I think Robin Williams does a great job of mixing laugh-out-loud humor with poignancy.

My, was he ever young in this, too!


----------



## scareme (Aug 29, 2006)

That was great. I put up a flag at the start of the Iraq war. The first one wore out and I'm on my second one now. We live near an Air Force base, and we see alot of people with flags up around here.


----------



## debbie5 (Mar 2, 2007)

Ahhh..."Robin: The Cocaine Years". 
We are on our third flag as well since 9/11. Remember when everyone put out a flag? Look now; there all gone. How sad. Even our local theme park, which had THE strictest security checks has forgotten. But then again, it's not like 6 Flags is a big terrorist destination.... 
I'll keep my guns & money, you can keep the "change".


----------



## Bodybagging (May 8, 2006)

*(I'll keep my guns & money, you can keep the "change".)
amen! and great video!


----------



## The Archivist (May 31, 2009)

debbie5 said:


> Ahhh..."Robin: The Cocaine Years".
> We are on our third flag as well since 9/11. Remember when everyone put out a flag? Look now; there all gone. How sad. Even our local theme park, which had THE strictest security checks has forgotten. But then again, it's not like 6 Flags is a big terrorist destination....
> I'll keep my guns & money, you can keep the "change".

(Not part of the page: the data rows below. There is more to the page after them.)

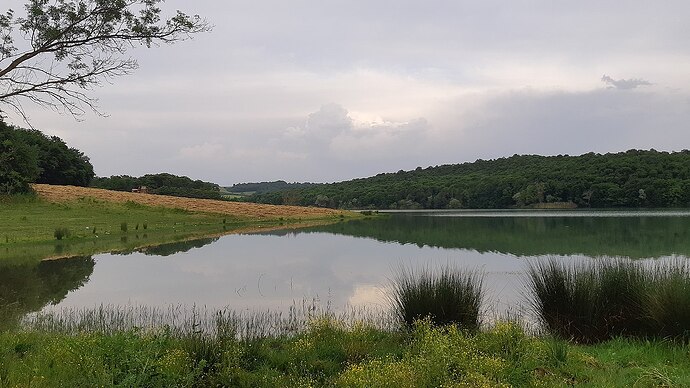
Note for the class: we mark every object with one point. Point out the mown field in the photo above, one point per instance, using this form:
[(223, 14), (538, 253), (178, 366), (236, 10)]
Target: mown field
[(61, 221)]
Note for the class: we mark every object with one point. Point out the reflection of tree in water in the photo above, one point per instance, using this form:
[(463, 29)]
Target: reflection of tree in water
[(176, 247), (28, 288), (635, 237)]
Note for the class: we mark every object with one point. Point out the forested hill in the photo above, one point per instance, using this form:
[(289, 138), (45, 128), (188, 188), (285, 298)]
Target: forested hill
[(627, 179), (267, 187)]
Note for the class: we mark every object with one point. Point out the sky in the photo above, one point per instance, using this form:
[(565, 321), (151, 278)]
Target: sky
[(330, 90)]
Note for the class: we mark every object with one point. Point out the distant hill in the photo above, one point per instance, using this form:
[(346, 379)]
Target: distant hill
[(267, 187), (164, 183), (627, 179)]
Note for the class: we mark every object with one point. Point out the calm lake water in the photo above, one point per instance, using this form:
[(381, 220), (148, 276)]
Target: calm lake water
[(344, 264)]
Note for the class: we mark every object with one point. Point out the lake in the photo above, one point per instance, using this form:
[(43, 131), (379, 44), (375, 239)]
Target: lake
[(343, 264)]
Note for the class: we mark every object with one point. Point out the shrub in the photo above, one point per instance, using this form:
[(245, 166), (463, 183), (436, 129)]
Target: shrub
[(61, 233), (448, 296), (589, 302), (668, 302)]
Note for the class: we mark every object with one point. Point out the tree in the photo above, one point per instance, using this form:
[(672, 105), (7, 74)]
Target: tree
[(28, 156), (18, 162), (68, 47)]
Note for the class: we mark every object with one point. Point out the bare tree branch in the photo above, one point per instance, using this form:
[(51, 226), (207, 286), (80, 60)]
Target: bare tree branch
[(73, 46)]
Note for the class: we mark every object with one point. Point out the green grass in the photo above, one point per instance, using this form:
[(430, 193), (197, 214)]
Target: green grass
[(328, 352), (446, 296), (595, 301), (30, 227)]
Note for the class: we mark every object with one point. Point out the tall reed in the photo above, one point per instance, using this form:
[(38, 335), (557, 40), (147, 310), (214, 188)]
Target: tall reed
[(446, 296), (668, 302), (589, 301)]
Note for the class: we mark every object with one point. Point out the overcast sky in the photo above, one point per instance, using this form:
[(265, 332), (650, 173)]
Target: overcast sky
[(322, 91)]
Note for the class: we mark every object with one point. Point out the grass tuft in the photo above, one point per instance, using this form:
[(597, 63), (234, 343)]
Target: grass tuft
[(448, 296), (61, 233)]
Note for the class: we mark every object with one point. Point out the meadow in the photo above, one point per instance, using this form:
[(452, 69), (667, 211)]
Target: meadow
[(36, 227)]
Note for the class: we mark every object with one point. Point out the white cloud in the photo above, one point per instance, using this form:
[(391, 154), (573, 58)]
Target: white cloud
[(624, 84), (207, 151), (418, 84)]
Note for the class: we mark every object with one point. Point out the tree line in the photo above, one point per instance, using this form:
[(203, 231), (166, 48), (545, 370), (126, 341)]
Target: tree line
[(267, 187), (163, 183), (29, 156), (631, 179)]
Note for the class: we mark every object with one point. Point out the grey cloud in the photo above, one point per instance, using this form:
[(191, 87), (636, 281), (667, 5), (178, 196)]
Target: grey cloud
[(526, 122), (624, 84)]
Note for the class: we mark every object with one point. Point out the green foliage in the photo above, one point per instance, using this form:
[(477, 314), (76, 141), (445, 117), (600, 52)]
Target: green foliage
[(164, 184), (267, 187), (18, 162), (627, 179), (598, 301), (95, 227), (71, 46), (61, 233), (668, 301), (447, 297), (26, 288), (28, 156), (331, 354)]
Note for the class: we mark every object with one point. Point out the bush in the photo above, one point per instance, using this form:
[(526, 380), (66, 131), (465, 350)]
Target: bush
[(447, 297), (591, 302), (668, 302), (61, 233)]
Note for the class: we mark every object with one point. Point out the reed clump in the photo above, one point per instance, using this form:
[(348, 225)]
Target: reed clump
[(590, 302), (447, 296)]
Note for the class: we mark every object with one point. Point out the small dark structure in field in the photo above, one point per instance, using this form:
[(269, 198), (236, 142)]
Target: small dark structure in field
[(141, 189)]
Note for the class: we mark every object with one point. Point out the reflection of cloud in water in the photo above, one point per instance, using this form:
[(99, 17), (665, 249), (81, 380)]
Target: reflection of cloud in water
[(368, 295)]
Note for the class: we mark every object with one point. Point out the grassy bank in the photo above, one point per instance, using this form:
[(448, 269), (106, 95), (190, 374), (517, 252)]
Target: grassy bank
[(329, 352), (33, 228)]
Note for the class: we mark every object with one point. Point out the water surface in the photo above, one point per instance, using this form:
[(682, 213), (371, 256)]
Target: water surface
[(344, 264)]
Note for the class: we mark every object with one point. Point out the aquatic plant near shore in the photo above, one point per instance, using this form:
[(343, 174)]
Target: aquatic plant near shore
[(600, 300), (448, 296)]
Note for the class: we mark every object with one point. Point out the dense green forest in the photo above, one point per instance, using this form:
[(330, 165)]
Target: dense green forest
[(628, 179), (166, 184), (28, 156), (267, 187)]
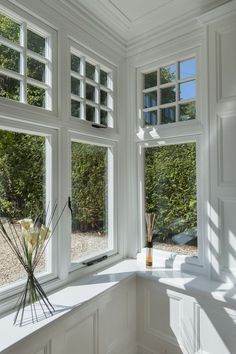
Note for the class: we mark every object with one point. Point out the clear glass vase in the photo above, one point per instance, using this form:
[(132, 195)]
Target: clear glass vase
[(149, 254)]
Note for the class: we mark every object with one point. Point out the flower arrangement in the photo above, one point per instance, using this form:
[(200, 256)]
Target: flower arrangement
[(150, 223), (28, 240)]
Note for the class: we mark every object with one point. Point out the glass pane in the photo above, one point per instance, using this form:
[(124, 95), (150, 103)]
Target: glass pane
[(168, 95), (103, 117), (89, 200), (22, 181), (75, 63), (75, 86), (103, 78), (171, 193), (9, 58), (150, 80), (168, 115), (90, 92), (187, 111), (90, 71), (90, 113), (35, 69), (168, 74), (187, 90), (9, 29), (75, 109), (187, 68), (35, 42), (9, 88), (150, 118), (103, 98), (35, 96), (150, 99)]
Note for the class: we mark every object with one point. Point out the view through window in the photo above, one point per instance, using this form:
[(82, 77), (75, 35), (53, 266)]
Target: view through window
[(89, 200), (171, 193), (169, 93), (25, 63), (22, 193)]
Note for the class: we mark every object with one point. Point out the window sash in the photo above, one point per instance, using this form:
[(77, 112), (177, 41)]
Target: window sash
[(112, 194)]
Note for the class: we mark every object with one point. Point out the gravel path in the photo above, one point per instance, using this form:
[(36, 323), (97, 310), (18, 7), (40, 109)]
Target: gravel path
[(81, 245)]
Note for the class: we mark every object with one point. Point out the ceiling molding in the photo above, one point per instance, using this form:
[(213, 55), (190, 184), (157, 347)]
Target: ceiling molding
[(218, 13)]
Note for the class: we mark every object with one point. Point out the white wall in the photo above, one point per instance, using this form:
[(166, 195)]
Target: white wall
[(104, 325)]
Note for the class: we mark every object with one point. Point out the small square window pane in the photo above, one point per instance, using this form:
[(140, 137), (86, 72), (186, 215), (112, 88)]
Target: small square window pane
[(168, 95), (103, 78), (103, 117), (35, 42), (187, 90), (168, 74), (90, 92), (90, 71), (75, 109), (90, 113), (9, 58), (168, 115), (150, 118), (187, 68), (35, 69), (75, 86), (150, 80), (187, 111), (9, 87), (103, 98), (150, 99), (35, 96), (9, 29), (75, 63)]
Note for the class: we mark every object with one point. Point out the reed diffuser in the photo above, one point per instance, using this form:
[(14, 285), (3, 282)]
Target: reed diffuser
[(150, 222)]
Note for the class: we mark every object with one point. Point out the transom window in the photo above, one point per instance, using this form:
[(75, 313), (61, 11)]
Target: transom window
[(25, 63), (91, 91), (169, 93)]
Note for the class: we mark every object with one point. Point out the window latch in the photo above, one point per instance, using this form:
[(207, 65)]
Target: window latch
[(97, 260)]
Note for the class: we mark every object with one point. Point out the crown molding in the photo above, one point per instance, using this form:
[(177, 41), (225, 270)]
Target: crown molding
[(218, 13), (79, 14)]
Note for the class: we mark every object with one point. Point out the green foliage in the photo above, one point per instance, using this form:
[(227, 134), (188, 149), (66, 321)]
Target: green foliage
[(22, 171), (89, 186), (170, 182), (10, 59)]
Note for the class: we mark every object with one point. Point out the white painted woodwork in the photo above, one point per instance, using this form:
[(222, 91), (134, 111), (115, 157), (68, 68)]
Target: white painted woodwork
[(222, 109), (171, 322)]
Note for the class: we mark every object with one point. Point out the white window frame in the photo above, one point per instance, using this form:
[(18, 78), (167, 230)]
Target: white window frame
[(50, 60), (100, 63), (50, 135), (112, 196), (155, 66), (188, 262)]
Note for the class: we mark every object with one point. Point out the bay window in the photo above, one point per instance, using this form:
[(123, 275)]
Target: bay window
[(92, 180)]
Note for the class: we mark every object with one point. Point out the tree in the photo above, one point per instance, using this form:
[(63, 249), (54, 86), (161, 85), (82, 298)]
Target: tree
[(170, 187), (22, 173)]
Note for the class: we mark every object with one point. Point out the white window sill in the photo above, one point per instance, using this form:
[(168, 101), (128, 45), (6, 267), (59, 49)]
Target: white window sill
[(80, 292)]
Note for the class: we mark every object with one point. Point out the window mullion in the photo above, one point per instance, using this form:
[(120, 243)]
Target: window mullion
[(23, 63)]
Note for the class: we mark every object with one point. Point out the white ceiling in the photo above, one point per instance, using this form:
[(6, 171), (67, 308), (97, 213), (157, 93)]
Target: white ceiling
[(130, 19)]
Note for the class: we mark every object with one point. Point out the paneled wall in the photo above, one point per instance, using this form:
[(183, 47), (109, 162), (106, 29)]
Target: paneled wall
[(106, 325), (172, 322), (222, 104)]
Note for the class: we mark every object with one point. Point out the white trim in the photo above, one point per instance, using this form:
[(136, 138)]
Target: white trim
[(112, 195), (180, 259)]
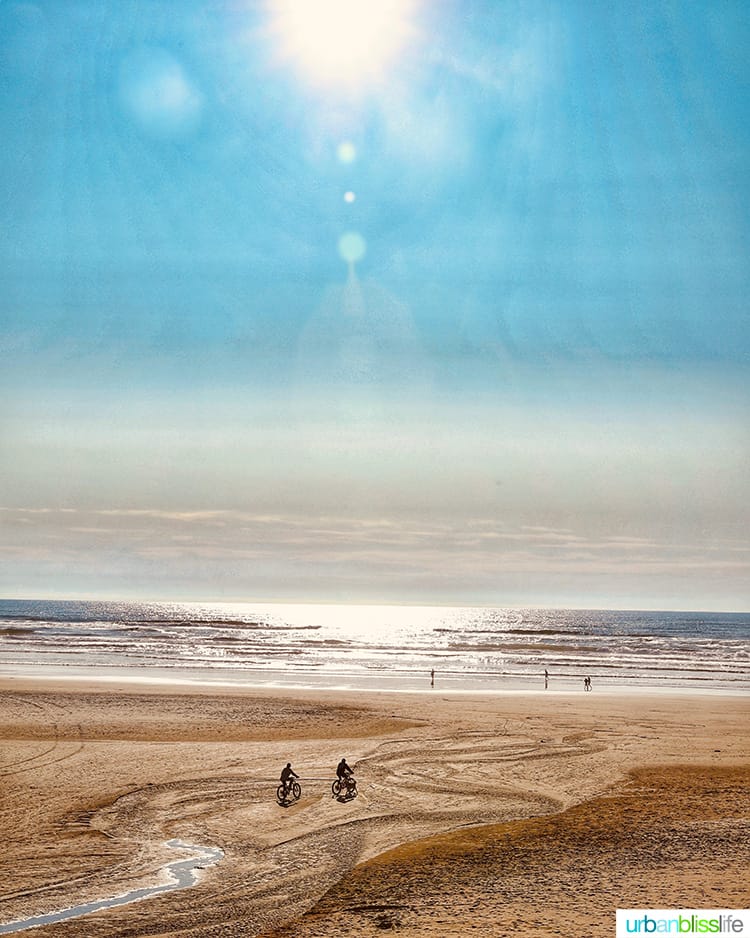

What are you saying, 6 Flags *IS* a terrorist organization!! Have you seen the prices they charge??!!:googly: By terrorist, I mean they hold you hostage (long lines, bad food, etc.) while taking your money.


----------



## debbie5 (Mar 2, 2007)

Tell me about it. We can't afford to go there anymore. Thank goodness there are still small, private amusement parks around here that don't charge $7 for a hamburger.


----------